The Tuesday announcement came the same day the province said its would fail to reach 2030 targets.
B.C.’s Go Electric Passenger Vehicle Rebate Program, which provides up to $4,000 to purchase a new electric car, has funding until May 15, 2025.
The province says it will then pause the program and “consider next steps.”
“People can still purchase or lease an electric vehicle by May 15 and receive a rebate through the Go Electric program,” said the Ministry of Energy and Climate Solutions in a statement.
In January 2025, the federal government paused its EV rebate program that had previously handed out $2,500 to $5,000 to Canadians looking to buy an electric car.

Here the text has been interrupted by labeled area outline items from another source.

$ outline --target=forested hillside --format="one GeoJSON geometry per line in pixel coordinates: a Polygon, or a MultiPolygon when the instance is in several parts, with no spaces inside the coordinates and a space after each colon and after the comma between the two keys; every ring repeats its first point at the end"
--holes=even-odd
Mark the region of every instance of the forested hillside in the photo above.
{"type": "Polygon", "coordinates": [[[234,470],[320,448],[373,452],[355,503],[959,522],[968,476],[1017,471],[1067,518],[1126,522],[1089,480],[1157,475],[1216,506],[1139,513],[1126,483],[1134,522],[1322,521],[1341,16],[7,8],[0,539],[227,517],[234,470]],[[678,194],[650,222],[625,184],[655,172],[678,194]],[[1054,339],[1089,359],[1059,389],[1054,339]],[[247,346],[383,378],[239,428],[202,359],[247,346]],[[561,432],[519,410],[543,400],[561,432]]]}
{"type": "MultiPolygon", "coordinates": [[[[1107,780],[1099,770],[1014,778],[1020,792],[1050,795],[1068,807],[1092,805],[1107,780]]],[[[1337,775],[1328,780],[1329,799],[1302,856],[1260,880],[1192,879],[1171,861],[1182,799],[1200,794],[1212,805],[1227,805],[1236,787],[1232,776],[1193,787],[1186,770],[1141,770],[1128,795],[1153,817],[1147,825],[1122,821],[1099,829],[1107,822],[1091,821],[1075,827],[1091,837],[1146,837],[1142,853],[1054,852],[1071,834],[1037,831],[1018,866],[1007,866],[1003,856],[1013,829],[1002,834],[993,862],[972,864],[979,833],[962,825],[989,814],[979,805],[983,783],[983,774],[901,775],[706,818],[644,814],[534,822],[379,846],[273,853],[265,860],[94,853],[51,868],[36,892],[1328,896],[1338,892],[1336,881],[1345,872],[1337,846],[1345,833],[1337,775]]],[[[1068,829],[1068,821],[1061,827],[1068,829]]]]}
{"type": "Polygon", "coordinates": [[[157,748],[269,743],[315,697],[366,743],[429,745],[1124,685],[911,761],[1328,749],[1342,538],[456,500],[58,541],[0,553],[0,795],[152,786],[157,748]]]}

Several experts have warned removing EV rebates has come too soon, and will cause B.C. sales to flatline before the industry can gain a foothold.
Evan Pivnick of Clean Energy Canada said in a statement that EV sales have lost momentum in B.C. because “the current design excludes the province’s most willing adopters: Many young, working British Columbians — a group that could most benefit from the considerable fuel savings EVs provide.”
“While B.C. has only announced a pause to its EV rebate program at this time, we must not walk away from a technology that offers a very real, permanent affordability solution for many B.C. families,” he said.
Pivnick also pointed to other jurisdictions such as California, which has moved to restart its EV rebate program after the U.S. federal tax credit was eliminated. Quebec, meanwhile, launched its own incentive program, he said.
B.C. has chosen to move the other way in recent years.
Under the B.C. program, eligible residents can receive up to $4,000 but that amount is reduced on a sliding scale as applicants’ annual income climbs past $80,000 a year.
The B.C. government has increasingly restricted the program over the last year.
In June 2024, it made a unilateral decision to abruptly cut about 75 per cent of electric and hybrid models from its rebate program.
Those restrictions mean the maximum cost of qualifying vehicles in the “cars” category — including plug-in hybrids, battery electric and fuel cell-powered cars — has dropped to $50,000 from the previous $55,000 under the CleanBC Go Electric rebate.
Josie Osbourne, who was B.C.’s energy minister at the time, said the change was made to ensure rebates were targeted at middle-income families, and would push manufacturers to lower their prices. She said EV sales were “increasing faster than anticipated” requiring government to adjust the rebate program due to available funding.
“That is always the Achilles heel of any program,” UBC energy economist Werner Antweiler said after the federal rebates were paused.
“If it’s successful, it becomes expensive.”